Herb Brooks sat in the living room of the cramped east St. Paul, Minn., working-class house he grew up in and watched the grainy black-and-white images of the 1960 United States Olympic hockey team winning the gold medal.
Brooks was 23 at the time. Just a few weeks earlier he was the last player - the very last player - cut from that team. He watched as buddies from his neighborhood were handed gold medals. In tears, he looked at his father sitting next to him, hoping for words to soothe his wounds and make the ache in his heart and the pit in his stomach go away.
His father stood, started to walk out of the room and said over his shoulder, "Looks like Coach cut the right guy."
Herb Brooks loved that story. Told it all the time. Those seven words - looks like Coach cut the right guy - lit a fire in Brooks. Those seven words inspired him to do something great in his life, to be a somebody.
Yet even after he coached the 1980 Olympic team to its "Miracle on Ice" and even after he coached in the NHL and won college national championships and brought respectability back to the U.S. hockey program with a silver medal in the 2002 Olympics, Brooks simply wanted to be known as a regular guy.
"I'm just a regular guy who wants another kick at the can," Brooks would say whenever he took a job. His favorite movie was Willy Wonka & the Chocolate Factory because Wonka was the maker of dreams and "everyone should have dreams," Brooks would say.
A ham-and-egger. That's what he called himself, and that's what he called anyone he really respected, anyone who worked for a living. He would rather rub elbows with the construction workers and plumbers and cops at the local watering hole than hobnob with high society at some stuffy black-tie affair.
Not that he couldn't slap backs and smoke cigars and sip brandy with the fat-cat corporate types in the back parlor. It's just that he would rather throw back a shot and a beer and talk about the weather.
Or hockey.
Herb - he was never Mr. Brooks ("My father was Mr. Brooks," he would say, "My name is Herb.") - loved to talk hockey. It meant more to him than anything in this world other than his wife, Patti, and his kids and grandkids.
From 2000-03, I covered hockey for the Minneapolis Star Tribune and got to know Herb, who lived in the Twin Cities, through our conversations about hockey. Several times a month, in a press box or over dinner or through a telephone, Herb and I would talk hockey. Or rather, Herb would talk hockey and I would listen.

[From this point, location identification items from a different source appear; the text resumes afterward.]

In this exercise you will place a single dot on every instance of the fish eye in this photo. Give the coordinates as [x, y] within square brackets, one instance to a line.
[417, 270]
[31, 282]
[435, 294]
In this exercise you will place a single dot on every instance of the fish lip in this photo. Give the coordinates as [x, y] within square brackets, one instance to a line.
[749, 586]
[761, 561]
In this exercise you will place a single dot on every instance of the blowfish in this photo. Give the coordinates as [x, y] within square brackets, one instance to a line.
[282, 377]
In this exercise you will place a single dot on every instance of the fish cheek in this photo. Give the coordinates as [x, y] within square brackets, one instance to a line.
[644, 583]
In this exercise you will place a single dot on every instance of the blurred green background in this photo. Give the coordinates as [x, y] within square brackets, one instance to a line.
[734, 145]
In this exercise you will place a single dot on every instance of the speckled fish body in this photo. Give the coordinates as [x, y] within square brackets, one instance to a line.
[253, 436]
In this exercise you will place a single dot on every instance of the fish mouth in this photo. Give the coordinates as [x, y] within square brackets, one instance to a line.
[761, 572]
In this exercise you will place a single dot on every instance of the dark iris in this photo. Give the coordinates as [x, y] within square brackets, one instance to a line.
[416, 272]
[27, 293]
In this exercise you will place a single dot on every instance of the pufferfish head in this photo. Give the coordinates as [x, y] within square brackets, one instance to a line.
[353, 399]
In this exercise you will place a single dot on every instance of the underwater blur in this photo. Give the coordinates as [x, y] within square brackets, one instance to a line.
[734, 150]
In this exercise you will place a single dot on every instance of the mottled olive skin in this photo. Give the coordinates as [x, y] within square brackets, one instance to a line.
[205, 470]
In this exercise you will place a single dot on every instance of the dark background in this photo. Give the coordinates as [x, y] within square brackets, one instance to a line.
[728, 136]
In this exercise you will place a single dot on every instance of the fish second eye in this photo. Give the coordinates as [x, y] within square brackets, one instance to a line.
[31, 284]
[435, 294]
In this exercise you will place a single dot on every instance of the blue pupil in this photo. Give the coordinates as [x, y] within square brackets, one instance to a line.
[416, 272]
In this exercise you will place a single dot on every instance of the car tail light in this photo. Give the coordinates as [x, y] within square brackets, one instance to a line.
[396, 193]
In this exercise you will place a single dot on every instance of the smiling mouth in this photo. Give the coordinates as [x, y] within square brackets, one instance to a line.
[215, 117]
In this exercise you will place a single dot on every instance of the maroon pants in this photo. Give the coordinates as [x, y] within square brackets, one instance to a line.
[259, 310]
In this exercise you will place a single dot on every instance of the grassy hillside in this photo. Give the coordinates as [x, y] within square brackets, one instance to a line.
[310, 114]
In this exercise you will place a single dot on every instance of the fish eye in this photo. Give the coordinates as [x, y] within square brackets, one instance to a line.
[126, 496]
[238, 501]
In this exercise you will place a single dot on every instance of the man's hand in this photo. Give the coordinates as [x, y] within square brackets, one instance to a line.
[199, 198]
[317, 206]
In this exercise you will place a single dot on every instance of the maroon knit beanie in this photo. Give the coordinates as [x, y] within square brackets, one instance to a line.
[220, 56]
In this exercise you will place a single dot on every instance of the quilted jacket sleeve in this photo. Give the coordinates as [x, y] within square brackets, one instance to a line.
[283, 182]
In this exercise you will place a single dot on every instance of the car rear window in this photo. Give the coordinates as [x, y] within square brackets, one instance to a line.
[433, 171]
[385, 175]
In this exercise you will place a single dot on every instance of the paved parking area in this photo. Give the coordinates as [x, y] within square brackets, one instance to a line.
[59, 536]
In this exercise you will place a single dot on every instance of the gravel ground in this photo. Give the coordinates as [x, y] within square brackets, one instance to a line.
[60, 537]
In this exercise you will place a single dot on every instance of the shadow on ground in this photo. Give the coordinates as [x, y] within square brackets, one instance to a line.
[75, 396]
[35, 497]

The telephone would ring - it might be 10 in the morning or 10 at night - and the voice at other end would simply say, "Hey, it's Herb. What's going on with (name any NHL team or player)?"
In 20 minutes he could solve the problems of a half-dozen teams and lay out his plans to fix whatever particular woes were affecting youth hockey, college athletics and the Olympic program. He had a million stories, and theories, and plans.
Of course, there were just as many stories about Herb. Like the time he told his Olympic team, "You guys are playing worse and worse every day and right now you're playing like it's the middle of next month." Or, "Don't dump the puck in, that went out with short pants." Or, "You don't have enough talent to win on talent alone."
True story: One day during the 2002 Olympics, the U.S. hockey team did not practice, and thus the media could not talk with the players or Brooks for their stories. But late that afternoon, Brooks made two phone calls: one to a reporter from the Star Tribune and another to a reporter from the St. Paul Pioneer Press. Not Sports Illustrated. Not the New York Times. Nope, on the biggest sporting stage in the world, Brooks made sure the locals could get their stories. He took care of the regular guys.
Herb probably would be embarrassed by all the things being said about him today, and all that he accomplished. He never thought of himself as being a big deal. Which is exactly why he was a big deal.
After hearing Monday's tragic news that Brooks' life was cut short by a car accident, and knowing all that Brooks still had left to offer, one can only think, "Looks like the world lost the wrong guy."